Nanoscale Investigation of Defects and Oxidation of HfSe2

HfSe 2 is a very good candidate for a transition metal dichalcogenide-based field-effect transistor owing to its moderate band gap of about 1 eV and its high-κ dielectric native oxide. Unfortunately, the experimentally determined charge carrier mobility is about 3 orders of magnitude lower than the theoretically predicted value. This strong deviation calls for a detailed investigation of the physical and electronic properties of HfSe 2 . Here, we have studied the structure, density, and density of states of several types of defects that are abundant on the HfSe 2 surface using scanning tunneling microscopy and spectroscopy. Compared to MoS 2 and WSe 2 , HfSe 2 exhibits similar type of defects, albeit with a substantially higher density of 9 × 10 11 cm -2 . The most abundant defect is a subsurface defect, which shows up as a dim feature in scanning tunneling microscopy images. These dim dark defects have a substantially larger band gap (1.25 eV) than the pristine surface (1 eV), suggesting a substitution of the Hf atom by another atom. The high density of defects on the HfSe 2 surface leads to very low Schottky barrier heights. Conductive atomic force microscopy measurements reveal a very small dependence of the Schottky barrier height on the work function of the metals, suggesting a strong Fermi-level pinning. We attribute the observed Fermi-level pinning (pinning factor ∼0.1) to surface distortions and Se/Hf defects.
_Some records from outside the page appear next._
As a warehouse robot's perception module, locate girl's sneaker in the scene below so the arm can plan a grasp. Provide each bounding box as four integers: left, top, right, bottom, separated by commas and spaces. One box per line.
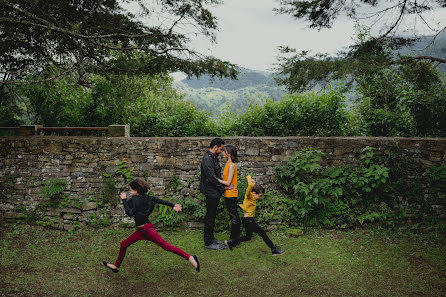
271, 246, 285, 256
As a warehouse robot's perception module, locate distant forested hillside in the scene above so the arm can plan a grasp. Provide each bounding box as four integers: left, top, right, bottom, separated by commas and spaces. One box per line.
175, 68, 285, 115
175, 32, 446, 115
182, 68, 277, 91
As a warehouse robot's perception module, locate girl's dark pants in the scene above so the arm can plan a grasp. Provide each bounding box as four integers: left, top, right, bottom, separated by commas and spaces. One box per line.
232, 217, 274, 249
224, 197, 240, 239
204, 196, 220, 245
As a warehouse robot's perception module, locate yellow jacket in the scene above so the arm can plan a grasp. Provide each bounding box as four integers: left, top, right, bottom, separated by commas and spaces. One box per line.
240, 175, 257, 218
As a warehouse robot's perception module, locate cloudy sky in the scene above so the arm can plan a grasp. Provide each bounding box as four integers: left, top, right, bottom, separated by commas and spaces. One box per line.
124, 0, 446, 71
191, 0, 353, 70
In addition, we have also studied the HfSe 2 surface after the exposure to air by scanning tunneling microscopy and conductive atomic force microscopy. Partly oxidized layers with band gaps of 2 eV and Schottky barrier heights of ∼0.6 eV were readily found on the surface. Our experiments reveal that HfSe 2 is very air-sensitive, implying that capping or encapsulating of HfSe 2 , in order to protect it against oxidation, is a necessity for technological applications.